Questa nuova, almeno per me, invasione di opere cambia anche il modo di visitare lo studio, ogni movimento del visitatore può essere tragicamente disastroso. E, nel prestare estrema attenzione ad ogni movimento, ad ogni passo, il corpo assume una nuova pesantezza; simile a quella che si può percepire dentro ai grandi musei.

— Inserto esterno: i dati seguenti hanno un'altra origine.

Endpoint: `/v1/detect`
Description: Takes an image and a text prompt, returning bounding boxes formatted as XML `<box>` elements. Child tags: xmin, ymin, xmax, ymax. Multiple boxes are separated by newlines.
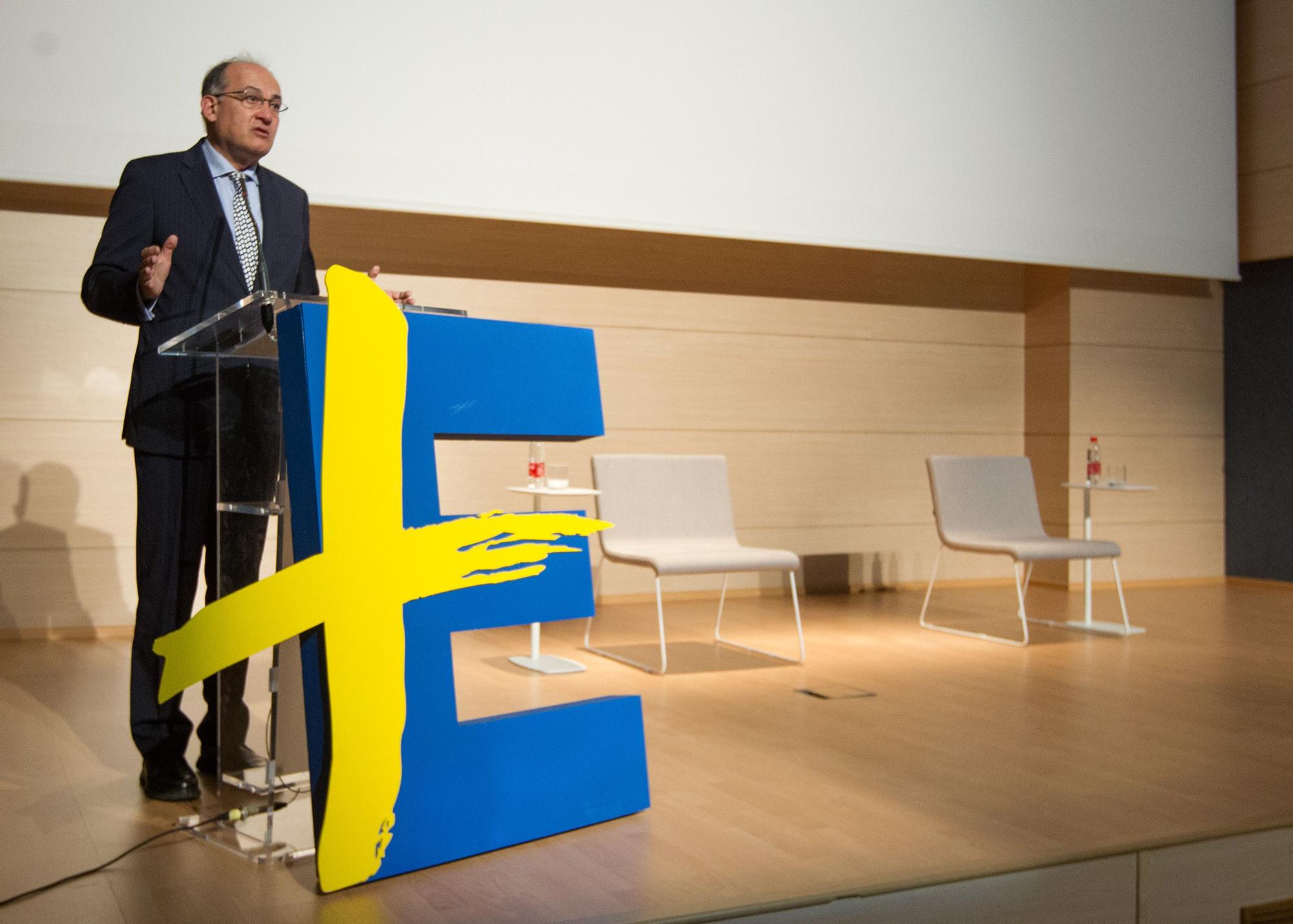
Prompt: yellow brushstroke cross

              Iniziamo a parlare di alcuni lavori che vorrebbe portare a Volvera per la mostra di Fuocherello. Selezioniamo delle opere dagli scaffali che appoggiamo con cura su lunghe mensole per poterle osservare meglio e confrontarci su accostamenti avvincenti. Dopo aver visto una serie di figure le riponiamo al loro posto. Emanuele sposta la mia attenzione verso un fregio appoggiato sul tavolo alle mie spalle. È il più grande che lui abbia realizzato finora. Il modellare, che richiede un certo quantitativo di forza ed energia, nutre la materia e risulta in un innegabile dinamismo. La terra si anima e contorce come polpa viva. Lo stesso vale per i suoi disegni, realizzati con le mani nel colore ad olio su una tavola, poi “stampati” su grande carta semitrasparente. Come nella scultura sono il lascito di un suo gesto, e riflesso della sua mano. Intenzioni specifiche, dominazione del corpo e risposte fisiche della materia, della gravità, l’olio, la terra.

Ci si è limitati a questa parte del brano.